Concealed Handgun Permit Statutes Clarified in CO Appeals Decision

Well, sort of. The decision clarifies certain parts, but leaves ambiguity in the interpretation of other areas of the law. The recent Colorado Court of appeals decision clarifies due process requirements for concealed handgun permit revocation and issuance. The decision, which was handed down on Dec. 24th, 2009 was a ruling in favor of a concealed weapons permit holder who had his concealed carry permit revoked by the Sheriff of Arapahoe County, J. Grayson Robinson. You can read the decision HERE. Essentially, the Sheriff had stated the reason for revocation was based on the fact that the permit holder had been charged with a crime. The charges which the Sheriff based his decision on were later dropped.

What happened next ended up being the key to the decision. The Sheriff had made an independent determination that the client would be a danger to himself or others should he be permitted to carry a concealed weapon. However, the Sheriff did not notify the petitioner that this was the [new?] basis for his decision to revoke the permit. When the permit holder asked for the Sheriff to review the revocation, the Sheriff held a hearing and subsequently denied the permit, based on the Sheriff’s independent finding that the permit holder would pose a danger to himself or the public.

The Sheriff’s decision was reviewed by the District Court of Arapahoe county, where the court ruled in the Sheriff’s favor. The decision was then appealed to Colorado Court of Appeals, the petitioner’s brief made three arguments: 1) The Sheriff’s procedure did not afford the client appropriate due process (notice and opportunity to be heard) because there was no notice of the independent determination; 2) The evidence presented by the Sheriff was insufficient to show clearly and convincingly (as required by law) that the client would be a danger to himself or others; and 3) because of the unique wording of the law, the District Court should have allowed more hearings on the evidence before handing down its decision.

The Court of Appeals ruled on the due process issue, finding that the Sheriff’s procedure lacked appropriate due process and remanded the case to the Sheriff for a hearing in accordance with the notice requirements.  As the Sheriff’s procedure is quasi-judicial in nature, the permit holder is entitled to notice and opportunity to be heard and such notice should make him aware of the case against him so that he have an opportunity to rebut it. The Court found that the Sheriff’s procedure did not meet these requirements. The Court, therefore, did not have to rule on the other two issues, leaving them unaddressed.

As to the second issue raised in the brief, that the evidence was not clear and convincing. This is essentially arguing “plain error” in the finding of facts by the trial court, an argument which is rarely successful because the Appeals Court will give much deference to the trial courts findings of fact. You can read a summation of most of the ‘evidence’ offered by the Sheriff and ponder whether it is, in your opinion, clear and convincing evidence that such a person would be a danger to themselves or others; the Court of Appeals nicely included that in their opinion to which I linked above.
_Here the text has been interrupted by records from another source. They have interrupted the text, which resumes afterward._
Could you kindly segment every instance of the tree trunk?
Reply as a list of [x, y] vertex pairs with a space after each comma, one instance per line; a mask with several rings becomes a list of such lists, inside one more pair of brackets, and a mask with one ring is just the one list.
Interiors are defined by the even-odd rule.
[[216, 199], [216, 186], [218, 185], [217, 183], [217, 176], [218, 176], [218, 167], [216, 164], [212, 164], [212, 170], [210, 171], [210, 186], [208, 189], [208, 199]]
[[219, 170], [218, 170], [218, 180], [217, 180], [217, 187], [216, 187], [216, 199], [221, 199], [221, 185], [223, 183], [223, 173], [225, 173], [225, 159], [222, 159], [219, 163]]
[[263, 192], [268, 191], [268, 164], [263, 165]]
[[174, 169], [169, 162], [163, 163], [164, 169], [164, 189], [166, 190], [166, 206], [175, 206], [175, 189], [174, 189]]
The third issue was not addressed by the court, again, having already decided the case on due process grounds. The concealed carry statute states that the Sheriff “may” revoke the permit if he has a “reasonable belief” that the holder of the permit would be a danger to himself or others should he have a concealed carry permit. A different section states that upon judicial review such a determination must be proved by clear and convincing evidence. This raises an interesting question.

With two different standards of proof at two different review levels, should there be a different procedure standard for judicial review apart from the “record review” afforded to appeals from most other administrative agency decisions? In this case, the petitioner’s brief argued in the affirmative. During oral arguments the panel of judges was very interested in this distinction and at one point inquired as to what exactly has to be proved by clear and convincing evidence.

Does the Shriff have to prove by clear and convincing evidence that he had a reasonable belief about the danger or does the Sheriff have to show by clear and convincing evidence that such a danger exists? Though the panel seemed interested in this distinction, they did not need to make such a determination. That will be left to later decisions. If the eventual judicial construction favors the former reasoning, then there will be less evidentiary problems at the District level, making it more tantamount to a normal administrative appeal. The case for this has to be weighed against the strong statutory language differentiating the burdens of proof and a legislative declaration that the matter is of constitutional importance; together these give rise to the argument that the legislative intent indicates the latter construction.

This is a big part of the case law that is still pretty open-ended. It will be interesting to watch how it develops in the future with this opinion now published and on point as to the due process issue.